System DesignAdvancedcase studyPart 12 of 29 in Backend Systems Mastery

System Design: Designing a Distributed Task Scheduler

How to run millions of scheduled jobs reliably. A deep dive into Timing Wheels, Distributed Locking, and 'At-least-once' vs 'Exactly-once' execution guarantees.

Sachin SarawgiApril 20, 20266 min read6 minute lesson

System Design Masterclass: Designing a Distributed Task Scheduler

Every backend engineer has written a cron job. It's simple: you put a script on a Linux server and tell the OS to run it every night at midnight.

But what happens when you are building a SaaS platform that needs to send 50 million scheduled push notifications per day, process millions of recurring billing invoices, and execute delayed Webhooks? A single Linux server with cron will crash, run out of memory, or represent a catastrophic Single Point of Failure (SPOF).

Designing a Distributed Task Scheduler (similar to AWS EventBridge, Apache Airflow, or Celery) is a foundational system design interview question. It tests your knowledge of Distributed Locking, Message Queues, and Fault Tolerance.


1. Capacity Estimation (The Math)

Let's assume we are building a scheduler for a massive e-commerce platform.

Assumptions:

  • Task Volume: 100 Million tasks scheduled per day.
  • QPS: 100,000,000 / 86400 = ~1,150 QPS.
  • Peak QPS: Due to the "Thundering Herd" problem (everyone schedules tasks on the top of the hour, e.g., 12:00:00), Peak QPS could easily hit 50,000 QPS.
  • Task Payload: Each task requires an arbitrary JSON payload (e.g., email data). Average 1KB.

Storage Estimates:

  • 100M * 1KB = 100GB per day.
  • If we retain executed task history for 30 days for auditing: 3 Terabytes.

Conclusion: 50,000 Peak QPS and 3TB of data means we need a horizontally scalable database and a message broker to decouple the scheduling logic from the execution logic.
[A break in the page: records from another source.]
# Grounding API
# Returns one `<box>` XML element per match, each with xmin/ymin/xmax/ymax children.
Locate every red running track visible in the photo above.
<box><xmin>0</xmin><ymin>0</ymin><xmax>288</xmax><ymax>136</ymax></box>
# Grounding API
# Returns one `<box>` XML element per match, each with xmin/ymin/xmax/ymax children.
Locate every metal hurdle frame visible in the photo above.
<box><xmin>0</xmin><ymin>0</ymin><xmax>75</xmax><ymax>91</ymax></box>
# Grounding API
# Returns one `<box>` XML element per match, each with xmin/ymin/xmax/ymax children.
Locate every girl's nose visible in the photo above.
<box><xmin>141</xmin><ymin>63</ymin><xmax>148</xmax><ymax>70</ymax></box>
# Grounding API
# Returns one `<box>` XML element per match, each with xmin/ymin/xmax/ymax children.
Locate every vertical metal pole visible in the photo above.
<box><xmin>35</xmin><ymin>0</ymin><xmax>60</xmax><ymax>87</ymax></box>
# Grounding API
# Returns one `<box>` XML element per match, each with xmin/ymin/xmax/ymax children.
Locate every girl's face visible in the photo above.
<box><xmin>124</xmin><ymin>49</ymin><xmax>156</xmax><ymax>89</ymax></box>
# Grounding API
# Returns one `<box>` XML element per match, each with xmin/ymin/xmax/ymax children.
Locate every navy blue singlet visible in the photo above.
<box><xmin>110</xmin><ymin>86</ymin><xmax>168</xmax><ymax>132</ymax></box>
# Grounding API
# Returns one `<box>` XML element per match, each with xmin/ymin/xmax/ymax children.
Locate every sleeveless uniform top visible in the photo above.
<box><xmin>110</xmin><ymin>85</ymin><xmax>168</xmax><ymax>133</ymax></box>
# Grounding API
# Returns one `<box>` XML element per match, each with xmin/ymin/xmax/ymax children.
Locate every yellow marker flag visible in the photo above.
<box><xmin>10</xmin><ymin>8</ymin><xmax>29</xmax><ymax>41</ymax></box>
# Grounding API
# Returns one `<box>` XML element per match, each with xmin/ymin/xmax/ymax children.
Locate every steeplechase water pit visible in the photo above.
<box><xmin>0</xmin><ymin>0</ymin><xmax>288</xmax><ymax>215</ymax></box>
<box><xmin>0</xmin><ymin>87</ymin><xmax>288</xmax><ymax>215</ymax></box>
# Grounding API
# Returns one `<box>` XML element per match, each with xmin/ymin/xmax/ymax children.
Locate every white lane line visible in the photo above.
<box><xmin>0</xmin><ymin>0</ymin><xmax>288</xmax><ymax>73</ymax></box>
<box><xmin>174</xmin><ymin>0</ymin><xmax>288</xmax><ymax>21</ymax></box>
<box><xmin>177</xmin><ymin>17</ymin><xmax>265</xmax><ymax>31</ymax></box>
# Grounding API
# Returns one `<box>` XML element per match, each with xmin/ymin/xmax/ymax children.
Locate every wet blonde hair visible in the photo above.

2. High-Level Architecture

The golden rule of a task scheduler is decoupling the Scheduling (deciding when a task should run) from the Execution (actually running the code).

graph TD
    Client[Client App/Microservice] -->|1. Submit Task| API[API Gateway]
    
    API -->|2. Save Metadata| DB[(Task Metadata DB)]
    
    Poller[Scheduler / Poller Nodes] -->|3. Find due tasks| DB
    
    Poller -->|4. Publish to Queue| Kafka{Kafka / RabbitMQ}
    
    Kafka -->|5. Consume & Execute| Worker[Worker Nodes]
    Worker -->|6. Update Status| DB
    
    style DB fill:#047857,stroke:#fff,stroke-width:2px,color:#fff
    style Kafka fill:#b91c1c,stroke:#fff,stroke-width:2px,color:#fff
    style Poller fill:#1e40af,stroke:#fff,stroke-width:2px,color:#fff

3. The Deep Dive: The Scheduler / Poller

The hardest part of this system is the Poller. We need a cluster of servers that constantly check the database to see if any tasks are due to run right now.

The Naive Approach

Every 1 second, 10 Poller nodes execute SELECT * FROM tasks WHERE execute_at <= NOW() AND status = 'PENDING'.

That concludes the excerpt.